While CSR focuses mainly on social components that are affected by business activities (external stakeholders, workers, consumers, suppliers, public opinion), SD is centred on the management of the environmental factor, with reference to the potential impact that the company can generate internally and on the environment as well.
Over the last decade, the proliferation of regulatory mechanisms, voluntary standards and policies of ‘social sustainability’ – together with the increasing attention towards development models that provide not only economic prosperity, but also the improvement of the living conditions of the most disadvantaged countries – have led to a growing interest in the themes of sustainable development, also considered in its social dimension. The European Union has defined the SD as one of its long-term global objectives: in the framework of its policies it has moved toward a more efficient use of natural and energy resources (especially with regard to climate change and to the goal of reducing carbon emissions) and integrated the sustainable dimension in the strategy on corporate social responsibility.
The increasing demand for social sustainability has thus progressively produced a ‘mutual contagion’ and CSR started to evolve according to the ‘Triple P Approach’ or ‘Triple Bottom Line’ (people, planet, profit), to include the topics traditionally related to SD, according to a holistic approach to economic and social progress.

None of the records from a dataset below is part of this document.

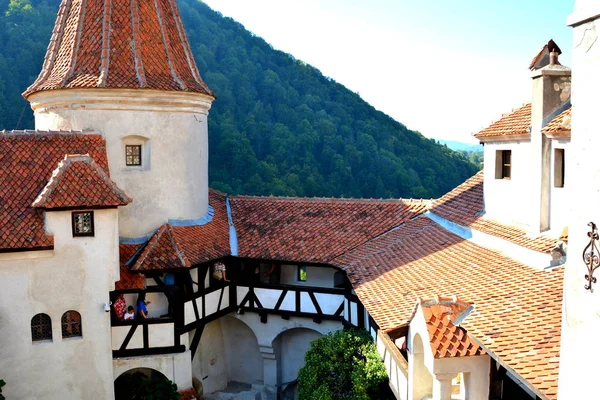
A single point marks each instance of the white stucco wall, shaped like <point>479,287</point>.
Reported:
<point>476,369</point>
<point>559,197</point>
<point>245,364</point>
<point>176,367</point>
<point>395,366</point>
<point>581,308</point>
<point>501,198</point>
<point>292,345</point>
<point>77,275</point>
<point>210,362</point>
<point>174,185</point>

More recently, the central role assumed by the human rights and the absence of an unambiguous definition of ‘social responsibility’ have placed CSR within a much broader framework (just think of the continuous references to norms and standards for the protection of human rights, such as the Universal Declaration of Human Rights, the ILO Conventions on workers’ rights, the OECD Guidelines for multinational enterprises, etc. that now increasingly integrated within corporate policies).

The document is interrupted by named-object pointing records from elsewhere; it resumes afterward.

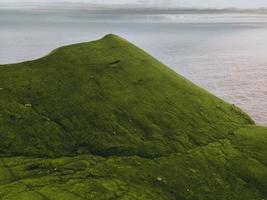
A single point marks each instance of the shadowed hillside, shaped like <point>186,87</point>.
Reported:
<point>105,120</point>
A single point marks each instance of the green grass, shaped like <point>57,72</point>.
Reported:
<point>105,120</point>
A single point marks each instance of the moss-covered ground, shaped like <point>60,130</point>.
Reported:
<point>105,120</point>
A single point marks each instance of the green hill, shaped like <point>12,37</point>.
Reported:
<point>105,120</point>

This implies that human rights compliance policies, although voluntary, are often included in the corporate strategy of CSR albeit with different degrees of intensity.
The cost of compliance versus non-compliance.
In the long term, corruption is not sustainable. The main concern for business is that involvement in corruption destroys trust in a company, and this loss of reputation makes it difficult to enter supply chains.
Corruption also creates instability for a company, as a corrupt business environment encourages other forms of misconduct by employees, including fraud.
Moreover, since companies that bribe begin to rely on bribery to get them business, they find themselves at a disadvantage when they cannot find someone to bribe.
Compliance, on the other hand, improves company reputation and public trust in the brand, therefore enhancing competition and leading to greater innovation.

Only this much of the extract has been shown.